Thursday, March 17, 2011

No Child Left With a Meaningful Education

The best new education blogger on the block, E.D. Kain, recently wrote an interesting post highlighting this op-ed in the New York Times about student-generated (and teacher guided) project-based learning in high school.

I had been similarly excited by the approach advocated by author Susan Engel and I posted the piece on twitter, stating that education reform should be moving in the direction described by Engel, but that NCLB and the increased amount of testing being advocated by Obama and Duncan was moving us in the opposite direction.

You should read Kain's post in it's entirety, but what he says here was especially on point:

"The current testing and accountability regime does nothing to make schooling and education more self-driven or creative. Instead, it entrenches the idea that kids should teach to uniform, rigid tests and suffer teaching methods that were handed down from the top by inflexible bureaucrats and politicians.
 What Americans have always excelled at is creative problem solving, and this experiment shows that letting kids (and teachers and schools!) have more creative wiggle room, and allowing curiosity to play a larger part in education, can have amazing, if not highly testable, results."

I was in graduate school in education when NCLB and the high-stakes-testing-as-accountability movement was brewing. My professors were all against this as this approach to improving learning was completely at odds with what we were being taught would lead to the most meaningful type of learning: project-based learning such as described in the op-ed.
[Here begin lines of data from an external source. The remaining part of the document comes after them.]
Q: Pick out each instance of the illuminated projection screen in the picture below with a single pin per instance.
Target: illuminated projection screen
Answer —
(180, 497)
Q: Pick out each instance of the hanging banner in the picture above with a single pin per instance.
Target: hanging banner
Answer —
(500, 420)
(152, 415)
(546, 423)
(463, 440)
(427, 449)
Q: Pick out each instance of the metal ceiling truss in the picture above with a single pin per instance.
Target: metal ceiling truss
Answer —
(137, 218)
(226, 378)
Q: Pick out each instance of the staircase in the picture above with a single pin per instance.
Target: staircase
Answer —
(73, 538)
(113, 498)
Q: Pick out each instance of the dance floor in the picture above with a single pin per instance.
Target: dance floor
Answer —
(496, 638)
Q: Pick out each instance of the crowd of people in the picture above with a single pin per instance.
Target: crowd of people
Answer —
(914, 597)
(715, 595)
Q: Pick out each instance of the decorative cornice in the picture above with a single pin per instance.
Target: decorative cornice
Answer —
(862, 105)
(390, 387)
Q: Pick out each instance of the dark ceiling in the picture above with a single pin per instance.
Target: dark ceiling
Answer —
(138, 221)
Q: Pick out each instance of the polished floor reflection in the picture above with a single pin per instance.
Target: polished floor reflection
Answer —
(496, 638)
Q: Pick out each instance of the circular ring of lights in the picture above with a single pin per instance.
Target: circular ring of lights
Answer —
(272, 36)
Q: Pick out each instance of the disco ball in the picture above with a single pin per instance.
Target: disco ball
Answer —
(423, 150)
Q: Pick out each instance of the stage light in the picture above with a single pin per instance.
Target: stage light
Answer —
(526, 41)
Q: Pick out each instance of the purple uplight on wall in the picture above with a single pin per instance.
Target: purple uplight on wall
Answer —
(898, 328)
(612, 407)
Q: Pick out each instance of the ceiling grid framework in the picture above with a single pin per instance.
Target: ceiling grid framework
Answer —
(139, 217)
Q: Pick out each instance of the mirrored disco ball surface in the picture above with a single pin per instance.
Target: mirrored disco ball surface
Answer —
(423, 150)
At the DCPS high school where I taught right out of grad school, we were pushed to do both, i.e., teach to the standardized tests du jour (yuck!) as well as have students develop portfolios which demonstrated project-based learning (yay!). In fact, we were pushed to somehow reconcile them (mix oil with water!).

Now, I'm not saying that all schools should immediately toss everything they're doing out the window and replicate exactly what's being done in that school in Massachusetts. I don't believe in silver bullets or that all approaches can work with all students.

In general--and I believe this is uncontroversial--a teacher should plan backwards from the assessment, meaning take the product you want students to produce (what should students be able to do?) and take the content you want to see demonstrated in the product (what should students know?) and you plan instruction and work backwards from there. The problem now is that increasingly the only product is a standardized test when it used to be any number of things: an essay, a debate, a collage, a poem, a piece of music, a science experiment, or yes, a test.

So now teachers are being forced to plan everything backwards from that one standardized test because the standardized tests are seen as the end all be all of what students need to know and what they need to be able to do as well as what teachers should be teaching and of how they're "performing." All other content (if it's not on the test), projects, products, ways of expressing knowledge and demonstrating skills go out the window and with them, quality teaching and meaningful learning.

Obama and Duncan's solution to this is: create more and better tests. Yes, just when the education reform pendulum couldn't swing any further in the wrong direction, Obama and Duncan decide to take the approach that is bankrupting (in some cases, literally) public schooling and, yes, replicate it.